Quando nosso trainee-cientista lê uma reportagem de Ciência+Saúde da Folha, ele pode não conhecer o tema abordado. Por isso, é importante que todas as reportagens partam do princípio de que seus leitores são leigos naquele assunto.

Pedi que o Gabriel escrevesse um texto sobre a questão de ser leigo em ciência, mesmo sendo também um especialista. O resultado está abaixo!

A mais nobre das ciências

Gabriel Alves

Paper (papel, em inglês) é como são chamados os trabalhos publicados em revistas científicas e são constituídos basicamente de um amontoado de muita informação amarrado pela tentativa de se extrair dali uma história inédita. Não me crucifiquem antes da hora. Eu adoro papers. Já até escrevi alguns.
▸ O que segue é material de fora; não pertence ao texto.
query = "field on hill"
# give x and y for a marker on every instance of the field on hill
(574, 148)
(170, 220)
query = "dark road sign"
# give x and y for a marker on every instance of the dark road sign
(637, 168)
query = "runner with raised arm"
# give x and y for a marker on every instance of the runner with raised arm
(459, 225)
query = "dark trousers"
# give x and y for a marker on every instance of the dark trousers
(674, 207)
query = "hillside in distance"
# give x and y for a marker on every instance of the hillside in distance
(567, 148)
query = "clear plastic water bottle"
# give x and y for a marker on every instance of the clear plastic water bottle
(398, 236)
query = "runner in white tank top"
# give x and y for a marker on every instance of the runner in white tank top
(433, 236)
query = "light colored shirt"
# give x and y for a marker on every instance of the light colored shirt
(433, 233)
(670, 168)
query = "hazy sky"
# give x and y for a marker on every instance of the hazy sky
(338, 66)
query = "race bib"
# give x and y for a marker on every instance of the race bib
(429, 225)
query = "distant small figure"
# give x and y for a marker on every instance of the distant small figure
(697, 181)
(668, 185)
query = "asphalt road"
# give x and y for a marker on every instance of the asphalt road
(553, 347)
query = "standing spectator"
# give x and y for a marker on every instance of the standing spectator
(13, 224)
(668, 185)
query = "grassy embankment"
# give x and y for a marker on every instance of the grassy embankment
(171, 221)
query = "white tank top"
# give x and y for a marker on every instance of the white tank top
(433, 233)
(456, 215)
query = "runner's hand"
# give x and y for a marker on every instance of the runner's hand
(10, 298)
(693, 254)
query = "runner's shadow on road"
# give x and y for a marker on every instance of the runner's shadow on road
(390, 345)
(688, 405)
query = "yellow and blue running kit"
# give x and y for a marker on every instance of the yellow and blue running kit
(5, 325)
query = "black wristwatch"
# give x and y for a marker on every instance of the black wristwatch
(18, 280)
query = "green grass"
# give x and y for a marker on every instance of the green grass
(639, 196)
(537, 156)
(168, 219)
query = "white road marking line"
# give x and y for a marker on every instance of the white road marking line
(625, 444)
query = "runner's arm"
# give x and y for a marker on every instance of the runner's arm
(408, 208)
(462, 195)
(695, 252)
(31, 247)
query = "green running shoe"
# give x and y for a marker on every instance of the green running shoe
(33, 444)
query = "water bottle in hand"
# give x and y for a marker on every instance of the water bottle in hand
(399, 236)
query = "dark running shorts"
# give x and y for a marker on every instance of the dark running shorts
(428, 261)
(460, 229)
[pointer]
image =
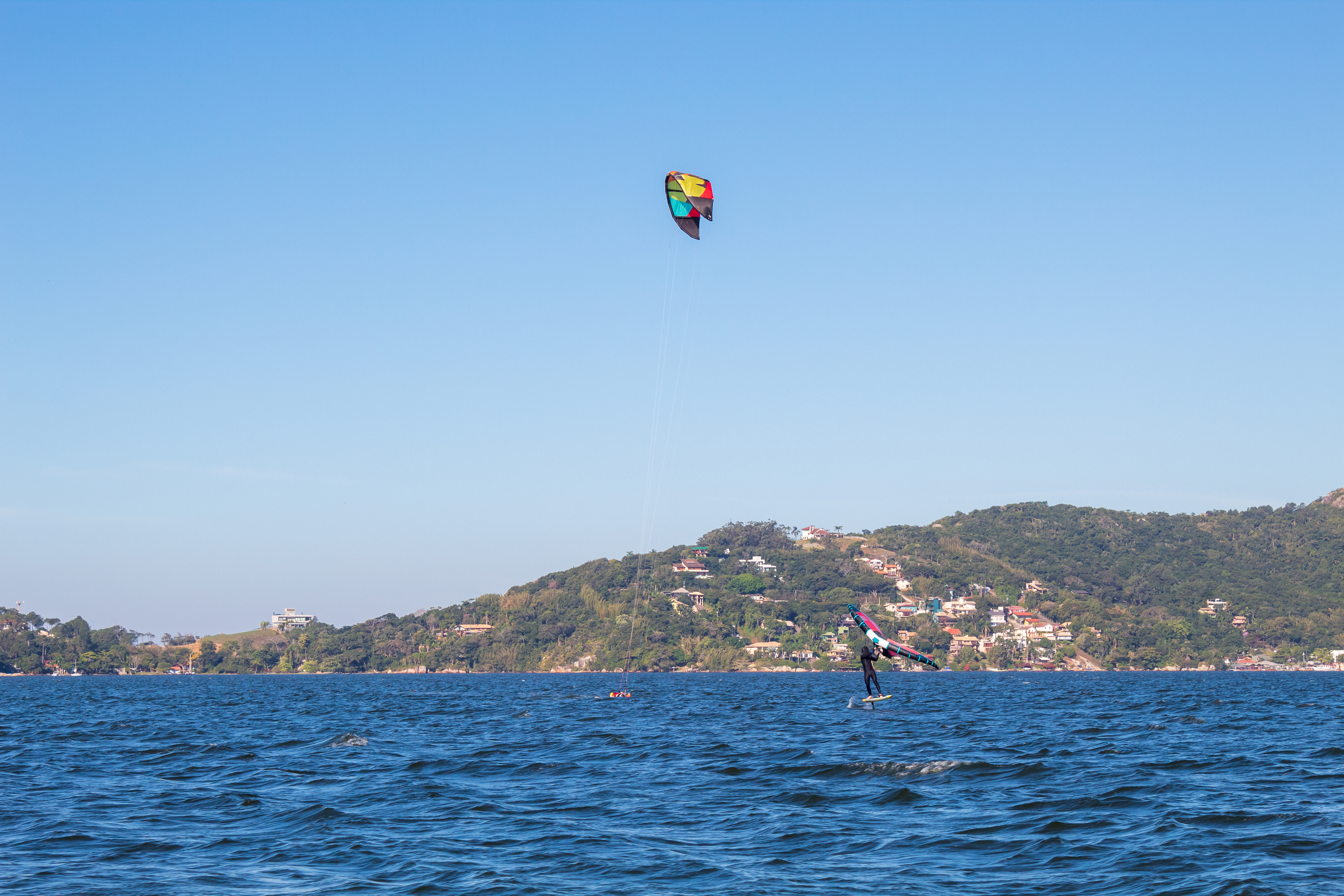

Depois de me formar biomédico, tive o desejo de continuar minha formação acadêmica. Tive que ler muitos papers. Mas sempre que queremos ler um que não é da nossa área ou de áreas correlatas há necessidade de muita força de vontade e esforço intelectual. Mais fácil, quase sempre, é pedir ajuda pra alguém.

Por esse raciocínio, faz muito sentido que o jornalista de ciência busque, quase sempre, a opinião de especialistas para reportar, da melhor forma possível, novos estudos e descobertas. “Especialistas em tudo” nunca foram abundantes. Ao contrário, polímatas como Leonardo da Vinci sempre foram raríssimos.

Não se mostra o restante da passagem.